Aprende a fazer3, aprende-se a ser4 e aprende-se
a aprender5: no que toca a esses três “pilares”, tenho duas
posições: a primeira envolve o “aprender a fazer” e o “aprender a aprender”,
pois, segundo Saviani (2003) o “aprender a fazer” encontra-se totalmente atrelado
à educação tecnicista vinculada pela concepção escolanovista, a qual, como se
sabe, foi um “desastre” na educação brasileira, cujo discurso, apesar de apresentar
um ideal progressista, encontra-se pautado no intento de formar “apertadores de
parafusos” (tecnicismo), desvinculando de sua formação a necessidade de
disciplinas voltadas para a área de humanas (filosofia, sociologia, história);
o “aprender a aprender”, por sua vez, segundo Arce (2001) e Duarte (2001), encontra-se
respaldo no discurso pós-moderno e na proposta neoliberal, “matando” a função
social do professor (que é o ensinar), apregoando o fim da transmissão do
conhecimento e “McDonaldizando” a escola, tudo isso com o intento maior de transformar
a educação em mercadoria (o que já é uma realidade); a minha segunda posição
diz respeito ao “aprender a ser”, pois nunca me debrucei especificamente sobre
este “pilar”, por não ter encontrado material que o analise de forma radical
(no sentido marxista, isto é, indo na raiz do mesmo), no entanto, ouso
perguntar: aprender a ser o quê? Aprender a ser quem? Com base em qual fundamentação
teórica ou em qual “espelho”? Aprender a ser um pequeno burguês? Aprender a ser
um proletário obediente e conformado em vender a sua força de trabalho? Aprender
a ser um alienado que não tem consciência da riqueza que ele mesmo produz? Que
aprender a ser é este? Bem..., como nunca me debrucei sobre essa questão antes,
como disse anteriormente, deixo aqui essas questões para repensarmos este suposto
“aprender a ser”.
Espero que não me interprete mal e que entenda as minhas
análises; sim, é claro que a educação deve levar em consideração a
“comunicação” e a “informação”, mas de modo algum deve pautar-se apenas e
exclusivamente nisto.
Finalizo com uma citação de um dos maiores críticos do
capitalismo: “Conclamar as pessoas a
acabarem com as ilusões acerca de uma situação é conclamá-las a acabarem com
uma situação que precisa de ilusões. A crítica não retira das cadeias as flores
ilusórias para que o homem suporte as sombrias e nuas cadeias, mas sim para que
se liberte delas e brotem flores vivas” (Karl Marx).

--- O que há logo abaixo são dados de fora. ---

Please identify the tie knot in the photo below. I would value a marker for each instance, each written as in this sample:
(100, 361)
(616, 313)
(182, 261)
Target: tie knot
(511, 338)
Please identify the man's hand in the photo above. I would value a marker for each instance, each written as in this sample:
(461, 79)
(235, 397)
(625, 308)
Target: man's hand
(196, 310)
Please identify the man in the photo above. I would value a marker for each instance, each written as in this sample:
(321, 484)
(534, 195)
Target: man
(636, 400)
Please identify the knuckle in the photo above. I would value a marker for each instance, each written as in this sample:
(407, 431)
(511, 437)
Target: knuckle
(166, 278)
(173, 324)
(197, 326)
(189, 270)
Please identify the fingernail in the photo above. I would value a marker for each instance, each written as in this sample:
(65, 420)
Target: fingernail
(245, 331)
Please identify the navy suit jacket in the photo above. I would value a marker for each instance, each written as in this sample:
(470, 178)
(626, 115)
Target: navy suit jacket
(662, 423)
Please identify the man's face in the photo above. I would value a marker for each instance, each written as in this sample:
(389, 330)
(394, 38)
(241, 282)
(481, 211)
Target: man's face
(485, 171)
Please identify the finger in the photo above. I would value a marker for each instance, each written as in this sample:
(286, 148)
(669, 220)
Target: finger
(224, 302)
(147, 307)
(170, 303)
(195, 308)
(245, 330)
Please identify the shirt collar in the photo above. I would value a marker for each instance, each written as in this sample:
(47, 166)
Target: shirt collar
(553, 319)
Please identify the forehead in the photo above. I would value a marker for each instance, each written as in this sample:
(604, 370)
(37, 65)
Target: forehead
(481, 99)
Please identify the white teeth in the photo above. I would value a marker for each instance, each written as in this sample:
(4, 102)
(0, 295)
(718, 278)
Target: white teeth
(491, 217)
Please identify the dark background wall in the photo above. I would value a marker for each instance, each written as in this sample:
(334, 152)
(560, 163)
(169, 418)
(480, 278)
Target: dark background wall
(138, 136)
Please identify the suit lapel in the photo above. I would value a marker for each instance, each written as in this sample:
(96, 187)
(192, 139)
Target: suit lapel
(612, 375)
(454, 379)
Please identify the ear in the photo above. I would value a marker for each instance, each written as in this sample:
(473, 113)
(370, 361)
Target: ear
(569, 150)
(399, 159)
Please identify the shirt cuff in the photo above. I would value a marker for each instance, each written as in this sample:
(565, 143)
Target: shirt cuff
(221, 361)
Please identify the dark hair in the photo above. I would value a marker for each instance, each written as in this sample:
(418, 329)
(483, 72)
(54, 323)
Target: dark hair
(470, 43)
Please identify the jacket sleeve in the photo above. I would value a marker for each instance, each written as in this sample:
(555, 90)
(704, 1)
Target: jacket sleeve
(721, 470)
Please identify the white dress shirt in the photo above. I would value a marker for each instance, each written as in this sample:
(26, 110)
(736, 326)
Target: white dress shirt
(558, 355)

Atenciosamente, Edvaldo dos Reis.
Guarulhos – SP, 30 de junho de 2013.
REFERÊNCIAS:
ARCE, Alessandra. Compre o kit
neoliberal para a Educação Infantil e ganhe grátis os dez passos para se tornar
um professor reflexivo. Educ. Soc., Campinas, v. 22, n. 74, p. 251-283,
abr. 2001.
DUARTE, Newton. Vigotski e o
“aprender a aprender”: crítica às apropriações neoliberais e pós-modernas
da teoria vigotskiana. 2 ed. Campinas: Autores Associados, 2001.
SAVIANI, Dermeval. Escola e
democracia: teorias da educação, curvatura da vara, onze teses sobre a
educação política. 36 ed. Campinas: Autores Associados, 2003.